Goat, Headsoup (Rocket Recordings, 2021)
En 2012, un disque vraiment bizarre a débarqué de Suède. L’album s’appelait World Music pour se moquer ouvertement de cette catégorie qui, depuis les années 1980, rassemble pour l’industrie de la musique un folklore exotique à destination des pays riches. Lui jouait toutes les musiques en même temps dans un maelström frénétique de psychédélisme, de funk, de grandiloquence égyptienne ou éthiopienne et de percussions voodoo fantasmées. Le groupe s’appelait Goat et on ne savait rien de lui, ni les noms des musiciens et musiciennes, ni leurs visages, systématiquement cachés par des costumes de chamans nordiques drogués, ni même l’histoire de la formation. Il y avait bien un récit officiel qui accompagnait ce disque, mais il était si ouvertement délirant qu’il n’a été repris que par les médias vraiment fainéants (ça fait déjà beaucoup de monde).
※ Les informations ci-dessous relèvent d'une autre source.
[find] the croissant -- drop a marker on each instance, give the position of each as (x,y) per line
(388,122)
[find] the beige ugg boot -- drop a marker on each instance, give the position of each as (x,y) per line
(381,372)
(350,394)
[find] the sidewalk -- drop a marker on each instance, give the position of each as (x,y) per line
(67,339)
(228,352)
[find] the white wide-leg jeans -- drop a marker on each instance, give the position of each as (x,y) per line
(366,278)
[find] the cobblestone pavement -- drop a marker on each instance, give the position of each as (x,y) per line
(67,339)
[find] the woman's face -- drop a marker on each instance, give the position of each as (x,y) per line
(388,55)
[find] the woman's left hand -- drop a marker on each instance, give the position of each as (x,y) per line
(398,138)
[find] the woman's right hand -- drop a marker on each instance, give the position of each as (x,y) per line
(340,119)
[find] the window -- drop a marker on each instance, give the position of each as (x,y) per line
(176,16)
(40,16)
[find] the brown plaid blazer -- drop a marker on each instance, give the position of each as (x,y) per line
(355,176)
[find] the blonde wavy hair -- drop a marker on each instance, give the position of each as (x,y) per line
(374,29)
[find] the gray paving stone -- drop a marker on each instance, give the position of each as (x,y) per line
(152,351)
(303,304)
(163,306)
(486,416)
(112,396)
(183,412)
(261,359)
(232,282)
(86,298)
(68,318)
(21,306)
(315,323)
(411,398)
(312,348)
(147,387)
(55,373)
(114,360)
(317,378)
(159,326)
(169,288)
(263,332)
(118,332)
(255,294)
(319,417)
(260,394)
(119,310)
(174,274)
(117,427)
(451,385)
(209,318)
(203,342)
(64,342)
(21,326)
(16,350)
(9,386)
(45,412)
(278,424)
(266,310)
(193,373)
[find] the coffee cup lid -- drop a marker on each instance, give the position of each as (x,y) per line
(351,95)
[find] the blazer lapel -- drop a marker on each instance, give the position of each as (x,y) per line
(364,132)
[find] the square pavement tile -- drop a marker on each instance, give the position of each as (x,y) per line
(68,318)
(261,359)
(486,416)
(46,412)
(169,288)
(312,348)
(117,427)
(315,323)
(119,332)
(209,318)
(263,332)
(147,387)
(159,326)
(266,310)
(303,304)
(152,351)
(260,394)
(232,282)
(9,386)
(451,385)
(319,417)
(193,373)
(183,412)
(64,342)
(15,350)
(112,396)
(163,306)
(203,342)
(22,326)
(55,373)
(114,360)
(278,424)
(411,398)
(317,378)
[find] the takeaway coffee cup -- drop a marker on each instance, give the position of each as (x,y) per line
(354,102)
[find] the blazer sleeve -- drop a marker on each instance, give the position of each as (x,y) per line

En gros, les membres de Goat, qui sont entre trois et quinze selon les jours, seraient les enfants de musiciens qui « jouent ensemble depuis trente ou quarante ans » dans la petite ville de Korpilombolo, dans le nord-est de la Suède, près de la frontière avec la Finlande, dans une communauté marquée par un chamanisme datant d’avant la christianisation du pays. Leurs enfants, qui se connaissent depuis toujours, ont fini par prendre la relève et World Music serait leur première communication avec le monde extérieur.
En 2021, on n’en sait pas beaucoup plus sur Goat, à part qu’ils sont de Göteborg et pas du tout de la campagne polaire, et que tout cela a commencé comme une blague lancée par des musiciens qui allaient de groupe en groupe sans grand succès, et c’est très bien comme ça.